Le competenze dell’UE, tuttavia, non possono essere ampliate per mezzo di una procedura di revisione semplificata.

In seguito alla crisi finanziaria del 2008, la procedura semplificata è stata usata per consentire la creazione del meccanismo di stabilità europeo da parte di un accordo intergovernativo dei paesi dell’area euro. La decisione del Consiglio europeo del 25 marzo 2011 aggiunge un terzo paragrafo all’articolo 136 del trattato sul funzionamento dell’Unione europea (TFUE), che recita come segue: «Gli Stati membri la cui moneta è l’euro possono istituire un meccanismo di stabilità […]», ma «[…]La concessione di qualsiasi assistenza finanziaria necessaria nell’ambito del meccanismo sarà soggetta a una rigorosa condizionalità.»

CLAUSOLE PASSERELLA

Le «clausole passerella» sono la seconda procedura di revisione semplificata.

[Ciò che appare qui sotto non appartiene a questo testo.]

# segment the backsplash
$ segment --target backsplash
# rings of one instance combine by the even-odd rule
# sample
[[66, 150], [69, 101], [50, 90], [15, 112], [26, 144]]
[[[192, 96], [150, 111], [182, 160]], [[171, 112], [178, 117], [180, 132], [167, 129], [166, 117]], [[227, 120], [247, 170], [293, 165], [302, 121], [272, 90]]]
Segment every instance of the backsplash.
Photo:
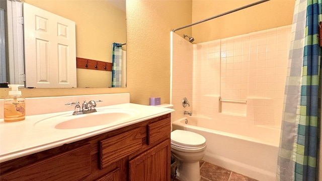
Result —
[[[97, 107], [129, 103], [130, 94], [109, 94], [93, 95], [61, 96], [26, 98], [26, 116], [57, 113], [74, 110], [74, 106], [66, 106], [69, 102], [83, 101], [103, 101], [97, 103]], [[4, 118], [4, 100], [0, 100], [0, 119]]]

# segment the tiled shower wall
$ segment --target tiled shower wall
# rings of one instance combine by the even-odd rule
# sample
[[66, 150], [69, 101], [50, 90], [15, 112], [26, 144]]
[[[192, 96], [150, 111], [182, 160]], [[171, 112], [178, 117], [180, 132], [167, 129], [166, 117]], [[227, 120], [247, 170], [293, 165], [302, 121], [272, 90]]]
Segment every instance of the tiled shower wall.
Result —
[[[172, 45], [171, 104], [176, 110], [172, 114], [173, 121], [183, 118], [184, 111], [192, 110], [193, 45], [177, 34], [171, 32]], [[182, 100], [186, 97], [191, 106], [184, 108]]]
[[[193, 45], [174, 33], [173, 120], [192, 110], [280, 127], [290, 32], [289, 25]], [[184, 97], [190, 107], [182, 107]]]
[[195, 45], [194, 113], [280, 126], [290, 32], [289, 25]]

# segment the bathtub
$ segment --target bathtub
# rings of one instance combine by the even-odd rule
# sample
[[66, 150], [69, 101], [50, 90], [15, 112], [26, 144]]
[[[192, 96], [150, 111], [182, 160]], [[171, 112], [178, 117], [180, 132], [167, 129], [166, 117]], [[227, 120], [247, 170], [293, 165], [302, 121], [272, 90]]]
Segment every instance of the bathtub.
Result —
[[280, 129], [194, 116], [175, 121], [172, 126], [206, 138], [204, 160], [259, 180], [276, 180]]

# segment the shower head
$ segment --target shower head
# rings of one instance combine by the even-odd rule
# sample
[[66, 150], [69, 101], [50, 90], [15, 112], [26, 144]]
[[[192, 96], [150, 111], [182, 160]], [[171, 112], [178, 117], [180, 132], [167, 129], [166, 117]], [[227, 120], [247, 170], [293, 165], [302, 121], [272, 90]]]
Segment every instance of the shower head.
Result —
[[192, 42], [195, 41], [195, 39], [193, 37], [190, 37], [188, 35], [183, 35], [183, 38], [185, 38], [186, 37], [189, 38], [189, 42], [190, 42], [190, 43], [192, 43]]

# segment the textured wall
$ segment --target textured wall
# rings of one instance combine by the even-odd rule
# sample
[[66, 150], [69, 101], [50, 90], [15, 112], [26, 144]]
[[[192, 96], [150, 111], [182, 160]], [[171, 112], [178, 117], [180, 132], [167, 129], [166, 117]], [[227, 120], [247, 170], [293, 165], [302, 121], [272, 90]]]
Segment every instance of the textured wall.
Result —
[[[26, 97], [129, 93], [131, 102], [150, 97], [170, 102], [170, 32], [191, 22], [191, 1], [127, 1], [126, 88], [22, 89]], [[191, 34], [191, 28], [182, 31]], [[8, 89], [0, 89], [0, 99]]]

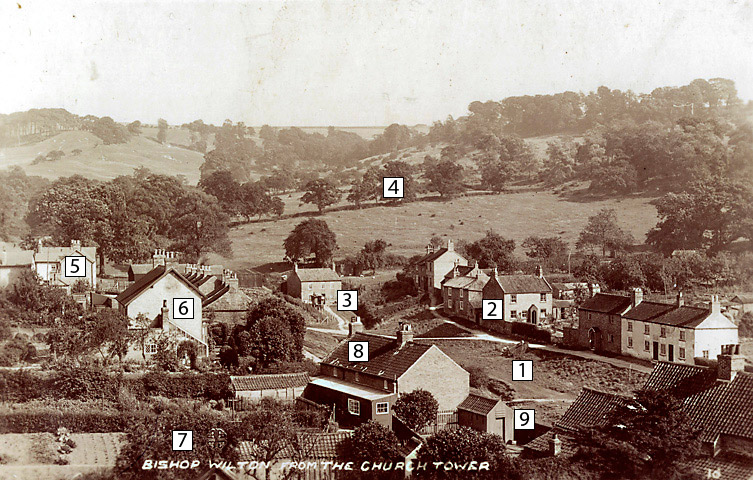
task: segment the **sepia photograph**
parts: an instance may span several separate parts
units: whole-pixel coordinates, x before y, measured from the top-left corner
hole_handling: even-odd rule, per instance
[[[753,480],[753,1],[0,2],[0,480]]]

La clausola passerella generale (articolo 8, paragrafo 7 del TFUE) riguarda i due casi seguenti:

1.

quando i trattati prevedono che un atto sia adottato dal Consiglio all’unanimità , il Consiglio europeo può adottare una decisione che autorizza il Consiglio a deliberare a maggioranza qualificata. Tale possibilità non si applica alle decisioni con implicazioni militari e riguardanti il settore della difesa;

2.

quando i trattati prevedono che taluni atti siano adottati secondo una procedura legislativa speciale, il Consiglio europeo può adottare una decisione che autorizza l’adozione di tali atti secondo la procedura legislativa ordinaria.

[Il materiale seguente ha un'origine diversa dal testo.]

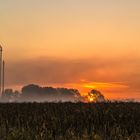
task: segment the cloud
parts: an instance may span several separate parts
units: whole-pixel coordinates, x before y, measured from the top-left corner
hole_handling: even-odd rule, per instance
[[[67,84],[81,79],[91,82],[121,82],[131,91],[140,91],[138,59],[52,59],[36,58],[9,62],[6,66],[6,85],[29,83]]]

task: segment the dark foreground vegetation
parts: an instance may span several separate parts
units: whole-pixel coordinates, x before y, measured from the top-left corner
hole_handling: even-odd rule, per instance
[[[140,104],[0,104],[0,140],[140,140]]]

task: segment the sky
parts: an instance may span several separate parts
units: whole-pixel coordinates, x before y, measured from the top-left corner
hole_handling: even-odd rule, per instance
[[[0,0],[7,88],[36,83],[140,100],[139,0]]]

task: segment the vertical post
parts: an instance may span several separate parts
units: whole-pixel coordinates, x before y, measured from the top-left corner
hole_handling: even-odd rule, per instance
[[[2,94],[2,46],[0,45],[0,95]]]
[[[4,86],[5,86],[5,61],[3,61],[3,65],[2,65],[2,93],[4,94]]]

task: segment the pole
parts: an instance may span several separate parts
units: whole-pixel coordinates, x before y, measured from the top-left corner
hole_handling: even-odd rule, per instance
[[[0,45],[0,95],[2,94],[1,90],[1,86],[2,86],[2,46]]]
[[[5,86],[5,61],[3,61],[3,65],[2,65],[2,94],[4,94],[4,86]]]

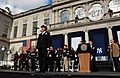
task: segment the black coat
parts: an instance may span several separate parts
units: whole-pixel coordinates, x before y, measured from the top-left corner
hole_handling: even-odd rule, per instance
[[[51,46],[50,42],[51,42],[50,41],[50,33],[47,31],[44,34],[41,33],[41,34],[39,34],[36,48],[37,49],[48,48]]]

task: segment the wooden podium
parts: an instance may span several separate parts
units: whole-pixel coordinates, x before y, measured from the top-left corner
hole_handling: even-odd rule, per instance
[[[79,50],[80,72],[90,72],[90,46],[89,44],[81,44]]]

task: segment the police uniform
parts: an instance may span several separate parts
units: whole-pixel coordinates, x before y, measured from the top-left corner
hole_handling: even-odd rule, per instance
[[[45,27],[46,26],[41,26]],[[47,30],[47,28],[46,28]],[[39,54],[39,67],[40,67],[40,72],[45,72],[46,71],[46,61],[47,61],[47,48],[50,47],[50,33],[47,31],[44,31],[39,34],[38,41],[37,41],[37,46],[36,48],[38,49],[38,54]]]

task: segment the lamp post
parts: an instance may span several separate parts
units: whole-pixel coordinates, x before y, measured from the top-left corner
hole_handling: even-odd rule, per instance
[[[9,56],[9,54],[11,54],[11,53],[12,53],[11,50],[8,50],[8,51],[7,51],[7,63],[6,63],[7,66],[8,66],[8,62],[9,62],[8,56]]]
[[[6,47],[2,46],[1,50],[2,50],[2,61],[4,61],[4,52],[6,50]]]

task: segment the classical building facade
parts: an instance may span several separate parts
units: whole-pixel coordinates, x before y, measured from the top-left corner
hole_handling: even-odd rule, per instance
[[[12,28],[12,15],[0,9],[0,61],[7,59],[7,51],[10,47],[10,32]],[[5,48],[5,51],[2,50]]]
[[[40,32],[35,28],[44,24],[54,48],[67,44],[76,50],[80,40],[92,40],[97,55],[106,55],[110,40],[119,42],[119,11],[119,0],[53,0],[51,5],[13,16],[10,49],[20,52],[23,41],[29,39],[35,47]]]

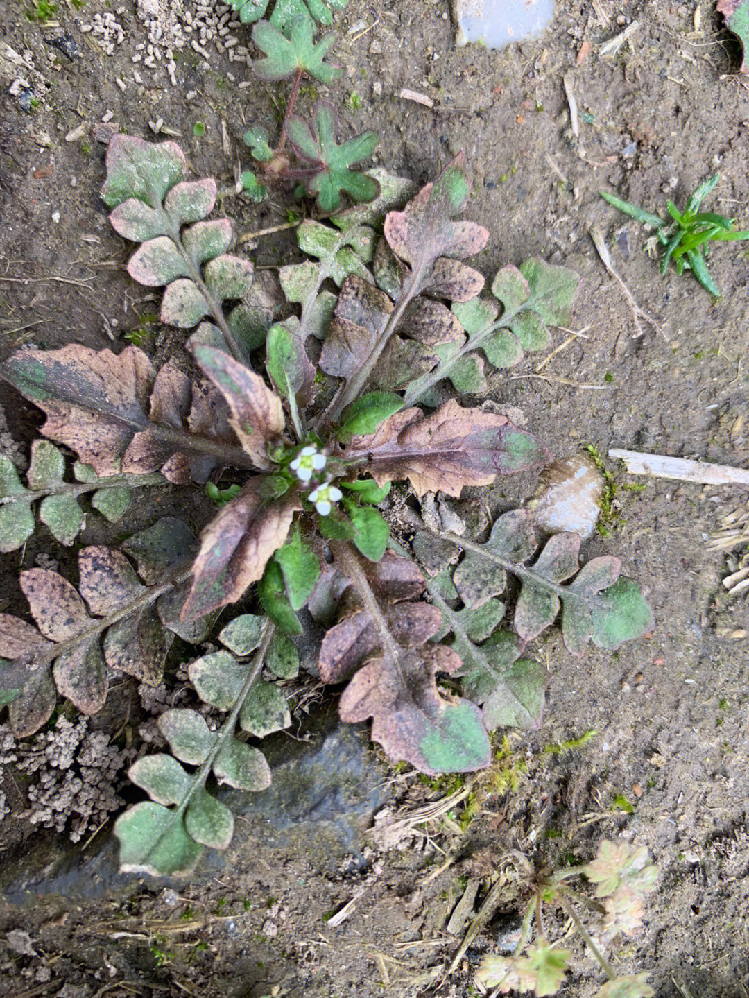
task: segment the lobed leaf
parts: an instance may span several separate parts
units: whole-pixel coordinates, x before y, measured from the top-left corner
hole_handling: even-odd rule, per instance
[[[407,478],[418,496],[441,490],[458,498],[465,485],[489,485],[498,474],[542,467],[549,451],[507,416],[464,409],[450,401],[431,416],[421,409],[397,412],[370,436],[356,437],[348,456],[378,485]]]
[[[380,140],[378,132],[363,132],[338,145],[337,116],[327,101],[318,101],[315,105],[313,129],[292,115],[286,119],[284,131],[296,155],[316,168],[316,173],[306,181],[306,191],[316,198],[320,211],[330,213],[339,208],[342,193],[356,202],[371,202],[377,198],[380,193],[377,181],[351,167],[372,156]]]

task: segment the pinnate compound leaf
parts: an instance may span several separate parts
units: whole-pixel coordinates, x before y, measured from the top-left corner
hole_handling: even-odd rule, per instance
[[[363,132],[338,145],[337,116],[332,104],[318,101],[313,112],[313,130],[301,118],[286,119],[284,130],[296,155],[318,168],[306,182],[307,194],[317,199],[322,212],[334,212],[341,204],[341,194],[354,201],[374,201],[380,193],[377,181],[351,167],[368,160],[380,140],[378,132]]]
[[[534,572],[558,585],[577,571],[580,539],[577,534],[555,534],[539,555]],[[524,641],[538,637],[560,612],[560,597],[549,586],[525,578],[515,610],[515,629]]]
[[[186,708],[165,711],[159,718],[159,729],[173,754],[190,765],[204,762],[215,744],[216,737],[202,715]]]
[[[308,405],[314,394],[315,368],[301,341],[296,319],[276,322],[265,339],[265,368],[281,398]]]
[[[388,416],[403,408],[403,399],[390,391],[370,391],[341,412],[337,436],[361,436],[374,433]]]
[[[225,849],[234,833],[234,815],[224,803],[198,787],[185,812],[185,830],[200,845]]]
[[[550,946],[542,936],[525,956],[485,956],[477,976],[485,987],[499,987],[500,994],[533,991],[542,998],[557,994],[570,956],[569,950]]]
[[[60,350],[19,350],[3,376],[47,415],[42,433],[66,444],[98,475],[120,471],[135,433],[149,428],[151,361],[136,346],[97,352],[72,343]]]
[[[454,674],[460,659],[444,645],[399,653],[397,662],[372,659],[341,696],[342,721],[372,718],[372,740],[392,757],[421,772],[470,772],[484,768],[491,747],[479,709],[440,696],[438,672]]]
[[[315,44],[314,26],[304,17],[294,20],[287,27],[287,34],[288,37],[267,21],[260,21],[252,28],[252,41],[265,53],[265,58],[253,67],[261,80],[285,80],[301,71],[329,85],[342,75],[340,66],[325,62],[335,44],[335,35],[325,35]]]
[[[286,595],[286,584],[281,566],[271,558],[257,584],[257,595],[262,609],[275,626],[284,634],[301,634],[301,624]]]
[[[270,786],[270,766],[257,748],[227,739],[213,760],[213,773],[219,783],[237,790],[264,790]]]
[[[365,469],[378,485],[408,479],[418,496],[443,491],[458,498],[465,485],[489,485],[498,474],[542,467],[547,447],[507,416],[465,409],[455,400],[430,416],[397,412],[377,431],[356,437],[347,455],[366,454]]]
[[[229,422],[242,449],[257,468],[270,468],[268,444],[283,433],[283,404],[249,368],[222,350],[196,343],[192,355],[223,395],[231,411]]]
[[[31,495],[21,484],[16,466],[0,454],[0,554],[15,551],[34,533]]]
[[[643,971],[629,977],[614,977],[595,992],[595,998],[655,998],[647,976],[647,971]]]
[[[235,603],[250,583],[262,578],[268,559],[286,540],[294,512],[301,509],[298,495],[265,500],[262,481],[250,478],[200,534],[183,620]]]
[[[473,222],[452,222],[465,207],[471,184],[460,153],[433,184],[427,184],[402,212],[385,219],[385,239],[420,279],[428,279],[440,256],[462,259],[480,252],[489,232]]]
[[[182,814],[153,800],[121,814],[115,834],[120,839],[122,873],[189,873],[202,852],[202,846],[187,834]]]
[[[722,14],[726,27],[741,42],[742,60],[740,73],[749,73],[749,3],[747,0],[718,0],[715,8]]]

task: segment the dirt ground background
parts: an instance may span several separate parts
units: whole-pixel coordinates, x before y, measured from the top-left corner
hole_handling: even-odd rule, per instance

In entrambi i casi, il Consiglio europeo può deliberare all’unanimità dopo aver ottenuto l’approvazione del Parlamento europeo. Ogni parlamento nazionale dispone inoltre del diritto di opposizione e può impedire l’attivazione della clausola passerella generale.

LA CLAUSOLA DI FLESSIBILITÀ (ARTICOLO 352 DEL TFUE)

Tale clausola amplia i poteri dell’UE qualora una misura risulti necessaria per raggiungere uno degli obiettivi dei trattati e qualora i trattati non forniscano la competenza necessaria. Le misure previste da tale disposizione vengono adottate dal Consiglio che delibera all’unanimità su proposta della Commissione e dopo l’approvazione da parte del Parlamento europeo. Tali misure non devono prevedere l’armonizzazione delle leggi dei paesi dell’UE in settori nei quali il trattato la escludono.